6. Pace, the bitter fool, was not suffered to come at the queen, because of his bitter humour. Yet at one time, some persuaded the queen that he should come to her; undertaking for him, that he should keep compass: so he was brought to her, and the queen said: "Come on, Pace; now we "shall hear of our faults." Saith Pace; "I do "not use to talk of that that all the town "talks on."

7. My lo. of Essex, at the succour of Rhoan, made twenty-four knights, which at that time was a great matter. Divers of those gentlemen were of weak and small means; which when queen Elizabeth heard, she said, "My lo. mought have done well "to have built his alms-house, before he made his "knights."

8. A great officer in France was in danger to have lost his place; but his wife, by her suit and means making, made his peace; whereupon a pleasant fellow said, “That he had been crushed, but that he "saved himself upon his horns."

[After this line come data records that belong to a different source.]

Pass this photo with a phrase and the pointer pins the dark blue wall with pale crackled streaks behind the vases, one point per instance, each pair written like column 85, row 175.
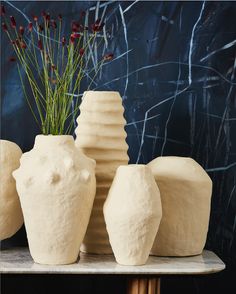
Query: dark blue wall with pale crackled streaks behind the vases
column 174, row 65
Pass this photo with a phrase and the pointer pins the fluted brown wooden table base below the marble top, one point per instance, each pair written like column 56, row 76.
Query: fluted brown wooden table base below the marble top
column 144, row 285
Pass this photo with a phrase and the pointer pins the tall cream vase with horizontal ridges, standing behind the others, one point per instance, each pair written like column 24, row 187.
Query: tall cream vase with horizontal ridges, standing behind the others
column 101, row 136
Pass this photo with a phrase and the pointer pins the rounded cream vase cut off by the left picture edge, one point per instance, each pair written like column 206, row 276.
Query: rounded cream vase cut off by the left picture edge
column 11, row 218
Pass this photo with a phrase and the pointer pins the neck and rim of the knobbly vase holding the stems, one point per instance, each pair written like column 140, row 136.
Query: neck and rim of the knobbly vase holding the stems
column 53, row 139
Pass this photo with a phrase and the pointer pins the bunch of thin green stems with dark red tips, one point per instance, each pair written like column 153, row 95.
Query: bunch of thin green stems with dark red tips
column 55, row 65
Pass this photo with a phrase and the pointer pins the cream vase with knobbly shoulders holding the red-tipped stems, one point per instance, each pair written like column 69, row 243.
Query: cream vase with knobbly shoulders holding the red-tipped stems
column 56, row 185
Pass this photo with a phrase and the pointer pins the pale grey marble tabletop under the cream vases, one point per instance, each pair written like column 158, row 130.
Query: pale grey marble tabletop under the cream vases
column 19, row 261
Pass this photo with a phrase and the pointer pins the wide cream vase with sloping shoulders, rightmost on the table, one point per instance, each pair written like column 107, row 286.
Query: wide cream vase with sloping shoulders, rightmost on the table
column 186, row 197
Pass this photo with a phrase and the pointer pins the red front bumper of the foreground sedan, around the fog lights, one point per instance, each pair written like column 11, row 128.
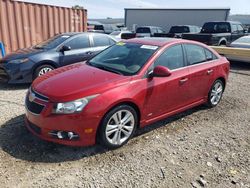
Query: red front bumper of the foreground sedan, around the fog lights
column 45, row 123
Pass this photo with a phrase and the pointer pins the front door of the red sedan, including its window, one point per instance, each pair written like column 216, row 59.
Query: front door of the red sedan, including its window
column 166, row 94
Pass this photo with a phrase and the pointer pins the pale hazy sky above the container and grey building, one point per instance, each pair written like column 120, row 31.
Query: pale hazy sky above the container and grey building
column 115, row 8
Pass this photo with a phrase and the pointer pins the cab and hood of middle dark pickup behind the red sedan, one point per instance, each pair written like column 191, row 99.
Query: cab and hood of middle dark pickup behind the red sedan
column 177, row 30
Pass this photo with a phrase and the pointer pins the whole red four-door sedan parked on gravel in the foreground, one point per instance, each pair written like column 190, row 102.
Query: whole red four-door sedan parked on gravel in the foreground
column 129, row 85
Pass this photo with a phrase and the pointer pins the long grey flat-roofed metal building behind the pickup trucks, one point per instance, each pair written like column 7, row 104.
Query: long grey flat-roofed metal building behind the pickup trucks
column 166, row 18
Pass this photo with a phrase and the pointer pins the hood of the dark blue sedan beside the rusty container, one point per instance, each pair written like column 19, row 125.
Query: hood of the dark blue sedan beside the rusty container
column 22, row 53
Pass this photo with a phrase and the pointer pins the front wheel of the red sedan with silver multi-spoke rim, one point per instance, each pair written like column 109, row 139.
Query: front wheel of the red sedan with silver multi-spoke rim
column 113, row 132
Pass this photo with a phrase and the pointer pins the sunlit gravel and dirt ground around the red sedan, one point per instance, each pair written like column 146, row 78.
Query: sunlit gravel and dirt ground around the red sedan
column 201, row 147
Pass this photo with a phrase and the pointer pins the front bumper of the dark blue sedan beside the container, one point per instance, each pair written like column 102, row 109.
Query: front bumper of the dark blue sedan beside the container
column 15, row 73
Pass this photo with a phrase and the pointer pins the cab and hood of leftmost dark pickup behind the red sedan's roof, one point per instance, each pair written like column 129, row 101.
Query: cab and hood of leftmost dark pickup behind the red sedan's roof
column 148, row 31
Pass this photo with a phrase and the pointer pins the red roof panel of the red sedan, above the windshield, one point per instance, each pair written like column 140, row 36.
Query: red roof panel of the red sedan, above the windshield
column 156, row 41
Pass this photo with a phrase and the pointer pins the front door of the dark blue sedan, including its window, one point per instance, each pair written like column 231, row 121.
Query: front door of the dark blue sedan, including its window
column 80, row 45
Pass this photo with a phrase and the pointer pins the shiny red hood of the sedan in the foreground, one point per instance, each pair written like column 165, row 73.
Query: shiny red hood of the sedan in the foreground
column 76, row 81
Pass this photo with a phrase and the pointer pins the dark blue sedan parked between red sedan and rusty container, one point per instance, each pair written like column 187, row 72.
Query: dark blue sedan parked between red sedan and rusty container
column 24, row 65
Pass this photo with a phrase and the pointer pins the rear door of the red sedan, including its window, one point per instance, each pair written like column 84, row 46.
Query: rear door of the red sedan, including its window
column 201, row 68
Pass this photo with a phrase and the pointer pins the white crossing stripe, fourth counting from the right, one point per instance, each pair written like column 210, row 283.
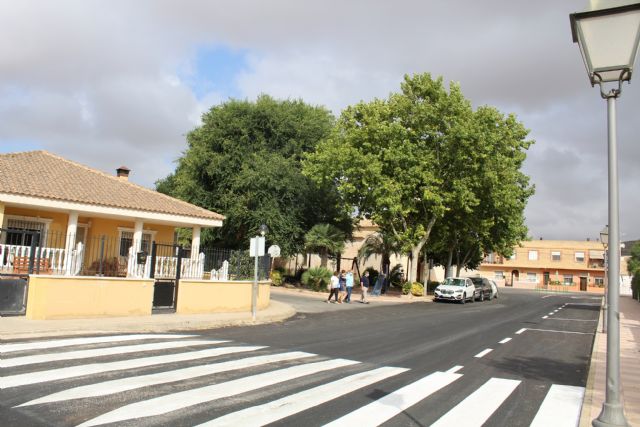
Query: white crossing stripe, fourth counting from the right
column 298, row 402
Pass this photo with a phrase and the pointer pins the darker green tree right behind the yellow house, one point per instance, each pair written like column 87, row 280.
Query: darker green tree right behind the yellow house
column 244, row 161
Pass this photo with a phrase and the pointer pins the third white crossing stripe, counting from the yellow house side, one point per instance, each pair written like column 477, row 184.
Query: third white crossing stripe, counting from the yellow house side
column 98, row 368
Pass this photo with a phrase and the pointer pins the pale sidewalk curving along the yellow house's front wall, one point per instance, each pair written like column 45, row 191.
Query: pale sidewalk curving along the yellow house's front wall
column 15, row 327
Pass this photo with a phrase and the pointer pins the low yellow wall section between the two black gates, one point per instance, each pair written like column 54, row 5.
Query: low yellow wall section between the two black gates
column 52, row 297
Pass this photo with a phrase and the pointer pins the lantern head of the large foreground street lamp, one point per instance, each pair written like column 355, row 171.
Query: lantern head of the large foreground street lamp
column 608, row 40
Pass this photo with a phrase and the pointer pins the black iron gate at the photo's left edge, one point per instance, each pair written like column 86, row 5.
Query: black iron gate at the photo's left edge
column 19, row 257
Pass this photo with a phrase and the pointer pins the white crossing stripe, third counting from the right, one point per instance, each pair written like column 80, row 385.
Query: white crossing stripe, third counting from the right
column 389, row 406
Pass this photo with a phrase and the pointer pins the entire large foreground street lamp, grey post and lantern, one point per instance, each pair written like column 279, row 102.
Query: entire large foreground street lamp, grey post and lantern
column 608, row 40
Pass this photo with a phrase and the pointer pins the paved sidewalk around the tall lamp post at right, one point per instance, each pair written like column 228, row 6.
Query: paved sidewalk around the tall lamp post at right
column 629, row 367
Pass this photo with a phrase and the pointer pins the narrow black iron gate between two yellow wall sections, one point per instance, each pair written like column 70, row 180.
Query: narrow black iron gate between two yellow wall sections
column 166, row 264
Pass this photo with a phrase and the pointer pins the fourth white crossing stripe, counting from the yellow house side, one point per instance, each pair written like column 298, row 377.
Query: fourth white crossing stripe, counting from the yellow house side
column 131, row 383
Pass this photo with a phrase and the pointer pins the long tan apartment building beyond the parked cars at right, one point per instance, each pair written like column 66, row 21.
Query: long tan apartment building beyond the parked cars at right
column 574, row 265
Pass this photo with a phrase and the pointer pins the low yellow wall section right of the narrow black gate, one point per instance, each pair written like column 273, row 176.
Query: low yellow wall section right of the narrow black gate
column 202, row 296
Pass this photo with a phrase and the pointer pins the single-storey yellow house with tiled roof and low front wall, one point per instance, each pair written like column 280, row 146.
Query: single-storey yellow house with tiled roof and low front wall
column 62, row 220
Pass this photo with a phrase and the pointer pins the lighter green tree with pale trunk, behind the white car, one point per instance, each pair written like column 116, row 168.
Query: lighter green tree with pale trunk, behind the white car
column 424, row 158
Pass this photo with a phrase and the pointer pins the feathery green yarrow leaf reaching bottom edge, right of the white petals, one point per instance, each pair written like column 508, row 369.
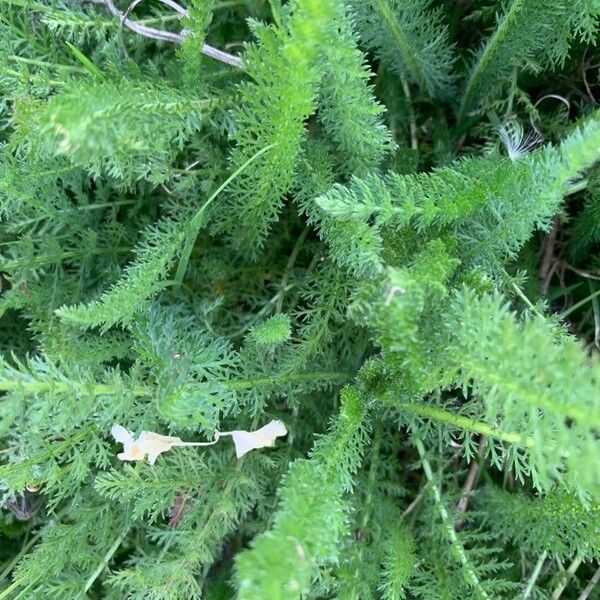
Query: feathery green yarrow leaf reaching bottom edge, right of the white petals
column 308, row 524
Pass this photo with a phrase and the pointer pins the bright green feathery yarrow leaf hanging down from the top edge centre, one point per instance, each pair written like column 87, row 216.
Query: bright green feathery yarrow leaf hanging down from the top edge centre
column 271, row 112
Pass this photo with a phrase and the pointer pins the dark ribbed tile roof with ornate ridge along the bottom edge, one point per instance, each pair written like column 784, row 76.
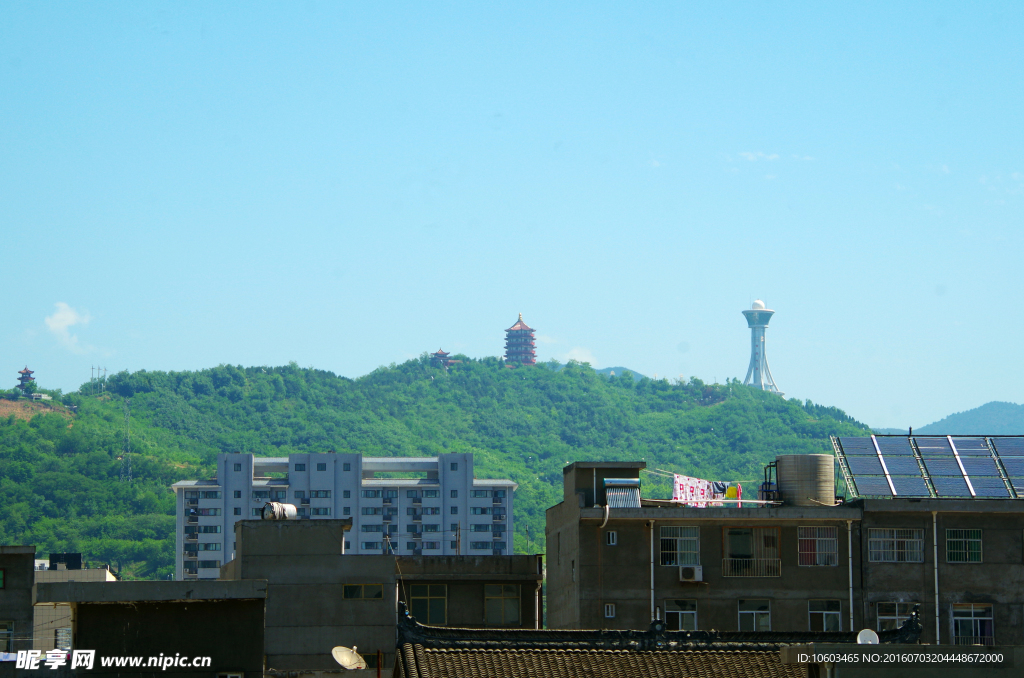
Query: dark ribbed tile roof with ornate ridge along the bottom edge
column 416, row 662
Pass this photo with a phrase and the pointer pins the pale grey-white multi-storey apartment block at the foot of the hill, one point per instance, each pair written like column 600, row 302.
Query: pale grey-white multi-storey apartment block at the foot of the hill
column 405, row 505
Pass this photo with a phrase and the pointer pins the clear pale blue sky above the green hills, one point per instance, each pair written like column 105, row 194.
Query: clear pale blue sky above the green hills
column 348, row 186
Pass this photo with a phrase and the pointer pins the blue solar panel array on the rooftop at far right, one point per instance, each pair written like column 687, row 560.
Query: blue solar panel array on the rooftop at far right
column 955, row 468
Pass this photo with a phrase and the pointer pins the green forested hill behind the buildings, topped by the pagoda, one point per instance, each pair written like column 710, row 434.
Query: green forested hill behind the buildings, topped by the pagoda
column 60, row 479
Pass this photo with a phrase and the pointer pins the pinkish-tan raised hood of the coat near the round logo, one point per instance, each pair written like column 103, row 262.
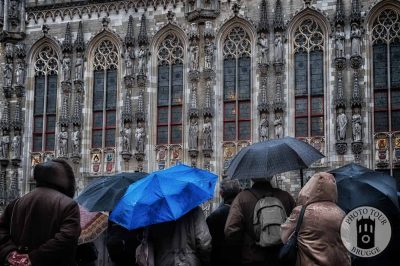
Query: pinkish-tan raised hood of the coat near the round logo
column 320, row 187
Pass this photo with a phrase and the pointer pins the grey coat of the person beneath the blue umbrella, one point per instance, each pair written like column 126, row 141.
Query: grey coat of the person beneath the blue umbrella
column 185, row 241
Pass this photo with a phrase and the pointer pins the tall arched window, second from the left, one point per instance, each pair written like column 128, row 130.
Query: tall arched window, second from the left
column 104, row 95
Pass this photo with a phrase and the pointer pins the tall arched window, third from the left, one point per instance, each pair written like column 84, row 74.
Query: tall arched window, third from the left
column 170, row 91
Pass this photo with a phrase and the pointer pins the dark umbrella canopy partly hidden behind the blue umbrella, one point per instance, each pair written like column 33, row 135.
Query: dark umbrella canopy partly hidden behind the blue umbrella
column 104, row 192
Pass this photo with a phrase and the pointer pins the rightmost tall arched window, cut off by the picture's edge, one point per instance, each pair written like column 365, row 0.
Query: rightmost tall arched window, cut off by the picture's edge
column 386, row 68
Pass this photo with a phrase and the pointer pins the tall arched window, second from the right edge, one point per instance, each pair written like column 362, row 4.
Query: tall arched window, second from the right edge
column 309, row 80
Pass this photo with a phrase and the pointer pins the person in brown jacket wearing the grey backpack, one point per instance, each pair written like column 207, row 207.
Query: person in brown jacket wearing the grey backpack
column 239, row 225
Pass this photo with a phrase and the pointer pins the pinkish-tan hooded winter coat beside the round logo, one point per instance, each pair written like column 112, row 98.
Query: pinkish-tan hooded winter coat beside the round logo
column 319, row 238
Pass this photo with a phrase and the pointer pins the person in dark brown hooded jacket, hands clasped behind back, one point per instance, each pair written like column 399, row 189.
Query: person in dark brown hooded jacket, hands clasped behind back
column 43, row 226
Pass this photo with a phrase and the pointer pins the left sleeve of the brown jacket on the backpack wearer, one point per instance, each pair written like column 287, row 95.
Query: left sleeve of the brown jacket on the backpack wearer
column 234, row 226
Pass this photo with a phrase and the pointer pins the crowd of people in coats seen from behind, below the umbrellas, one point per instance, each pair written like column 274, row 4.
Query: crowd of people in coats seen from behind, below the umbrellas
column 42, row 228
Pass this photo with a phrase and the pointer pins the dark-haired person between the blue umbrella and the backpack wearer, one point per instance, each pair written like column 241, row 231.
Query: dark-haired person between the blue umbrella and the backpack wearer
column 224, row 253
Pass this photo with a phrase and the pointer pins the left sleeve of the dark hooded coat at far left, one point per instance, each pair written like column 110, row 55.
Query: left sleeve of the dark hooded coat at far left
column 6, row 243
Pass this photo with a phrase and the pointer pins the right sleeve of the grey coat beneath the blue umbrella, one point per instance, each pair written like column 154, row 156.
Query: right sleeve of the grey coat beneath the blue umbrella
column 203, row 238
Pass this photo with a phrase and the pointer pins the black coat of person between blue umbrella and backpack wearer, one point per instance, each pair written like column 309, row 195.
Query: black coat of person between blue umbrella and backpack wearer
column 223, row 253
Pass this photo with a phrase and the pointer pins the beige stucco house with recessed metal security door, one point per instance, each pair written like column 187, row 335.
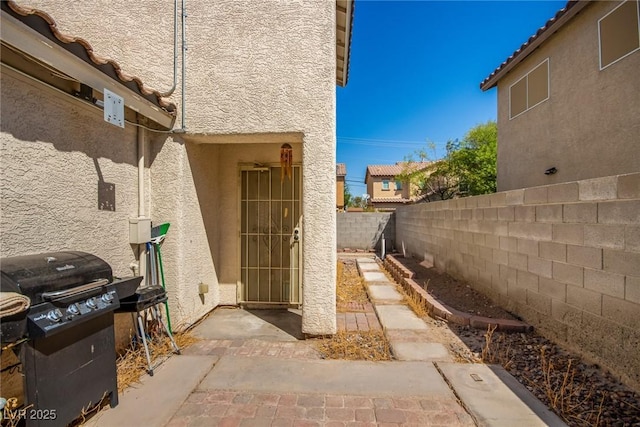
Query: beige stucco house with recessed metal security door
column 233, row 158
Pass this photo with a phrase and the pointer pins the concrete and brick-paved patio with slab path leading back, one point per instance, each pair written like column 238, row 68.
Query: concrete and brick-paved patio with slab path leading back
column 251, row 369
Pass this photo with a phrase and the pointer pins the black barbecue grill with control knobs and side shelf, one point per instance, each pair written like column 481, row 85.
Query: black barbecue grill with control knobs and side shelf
column 65, row 340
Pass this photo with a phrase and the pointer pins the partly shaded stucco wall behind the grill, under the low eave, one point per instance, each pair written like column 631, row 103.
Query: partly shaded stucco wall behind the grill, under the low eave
column 54, row 151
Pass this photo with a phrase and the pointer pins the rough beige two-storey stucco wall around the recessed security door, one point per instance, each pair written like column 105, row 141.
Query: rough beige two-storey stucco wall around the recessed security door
column 252, row 69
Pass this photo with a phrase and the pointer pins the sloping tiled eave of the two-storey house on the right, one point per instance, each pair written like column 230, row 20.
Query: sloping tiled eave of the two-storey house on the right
column 522, row 53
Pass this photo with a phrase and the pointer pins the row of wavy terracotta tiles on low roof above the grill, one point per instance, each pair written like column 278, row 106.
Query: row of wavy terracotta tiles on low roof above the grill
column 46, row 25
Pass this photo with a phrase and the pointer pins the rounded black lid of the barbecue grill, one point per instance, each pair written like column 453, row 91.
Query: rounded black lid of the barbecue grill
column 53, row 271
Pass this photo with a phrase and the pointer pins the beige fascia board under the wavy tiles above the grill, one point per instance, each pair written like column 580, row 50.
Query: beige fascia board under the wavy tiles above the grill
column 31, row 42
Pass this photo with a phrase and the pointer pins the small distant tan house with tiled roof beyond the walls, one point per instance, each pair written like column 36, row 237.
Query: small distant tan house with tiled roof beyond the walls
column 386, row 192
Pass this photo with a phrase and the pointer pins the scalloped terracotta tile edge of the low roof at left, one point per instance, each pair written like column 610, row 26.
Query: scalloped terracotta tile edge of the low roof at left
column 98, row 61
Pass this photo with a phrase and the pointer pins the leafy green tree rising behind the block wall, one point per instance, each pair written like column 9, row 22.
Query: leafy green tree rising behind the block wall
column 467, row 169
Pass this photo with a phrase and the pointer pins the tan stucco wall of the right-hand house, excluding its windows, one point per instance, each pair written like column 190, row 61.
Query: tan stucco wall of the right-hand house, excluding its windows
column 590, row 125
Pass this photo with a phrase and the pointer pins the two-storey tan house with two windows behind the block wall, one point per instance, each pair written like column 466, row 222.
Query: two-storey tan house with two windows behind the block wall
column 568, row 103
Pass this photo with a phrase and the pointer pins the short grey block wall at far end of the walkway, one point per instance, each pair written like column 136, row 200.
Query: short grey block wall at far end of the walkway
column 363, row 230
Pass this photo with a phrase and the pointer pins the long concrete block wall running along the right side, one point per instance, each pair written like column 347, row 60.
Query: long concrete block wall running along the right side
column 564, row 257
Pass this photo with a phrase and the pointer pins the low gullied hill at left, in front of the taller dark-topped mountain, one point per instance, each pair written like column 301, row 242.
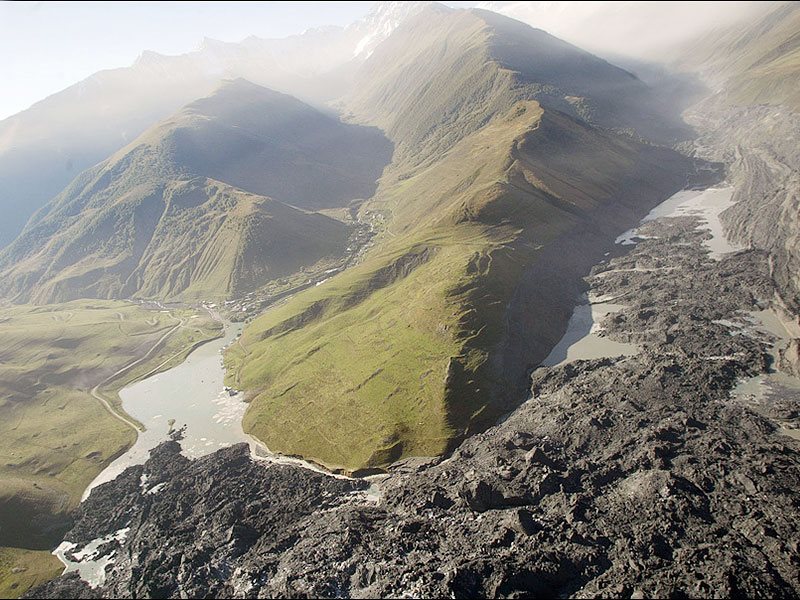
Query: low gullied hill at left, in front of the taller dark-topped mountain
column 190, row 239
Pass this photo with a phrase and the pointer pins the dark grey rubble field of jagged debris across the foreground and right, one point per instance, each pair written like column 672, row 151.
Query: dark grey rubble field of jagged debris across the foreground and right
column 620, row 477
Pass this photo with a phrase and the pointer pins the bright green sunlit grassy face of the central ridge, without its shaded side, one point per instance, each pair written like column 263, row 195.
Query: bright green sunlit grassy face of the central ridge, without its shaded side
column 352, row 373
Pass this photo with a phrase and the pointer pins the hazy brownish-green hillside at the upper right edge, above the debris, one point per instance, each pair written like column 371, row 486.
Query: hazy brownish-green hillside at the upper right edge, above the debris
column 752, row 123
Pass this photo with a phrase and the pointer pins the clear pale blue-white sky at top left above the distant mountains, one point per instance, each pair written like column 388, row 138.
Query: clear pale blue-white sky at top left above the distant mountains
column 47, row 46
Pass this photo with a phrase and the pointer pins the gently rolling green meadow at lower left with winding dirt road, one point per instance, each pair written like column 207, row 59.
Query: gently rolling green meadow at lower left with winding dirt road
column 54, row 436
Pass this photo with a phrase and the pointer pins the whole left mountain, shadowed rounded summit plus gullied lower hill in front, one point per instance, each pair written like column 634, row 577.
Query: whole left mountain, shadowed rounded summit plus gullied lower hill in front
column 183, row 212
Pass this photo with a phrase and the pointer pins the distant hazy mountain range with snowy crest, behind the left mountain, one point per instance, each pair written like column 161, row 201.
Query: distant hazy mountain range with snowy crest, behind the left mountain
column 43, row 148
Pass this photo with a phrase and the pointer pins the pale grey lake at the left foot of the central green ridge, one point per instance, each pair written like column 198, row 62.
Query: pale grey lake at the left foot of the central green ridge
column 193, row 395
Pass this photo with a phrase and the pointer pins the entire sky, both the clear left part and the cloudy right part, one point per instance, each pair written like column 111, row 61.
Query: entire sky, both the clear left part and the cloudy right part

9. Queen Ann Bullen, at the time when she was led to be beheaded in the Tower, called one of the king's privy chamber to her, and said to him, "Commend me to the king, and tell him, "he is constant in his course of advancing me; " from a private private gentlewoman he made me "marquisse, and from a marquisse a queen; and now, he had left no higher degree of earthly honour, he hath made me a martyr."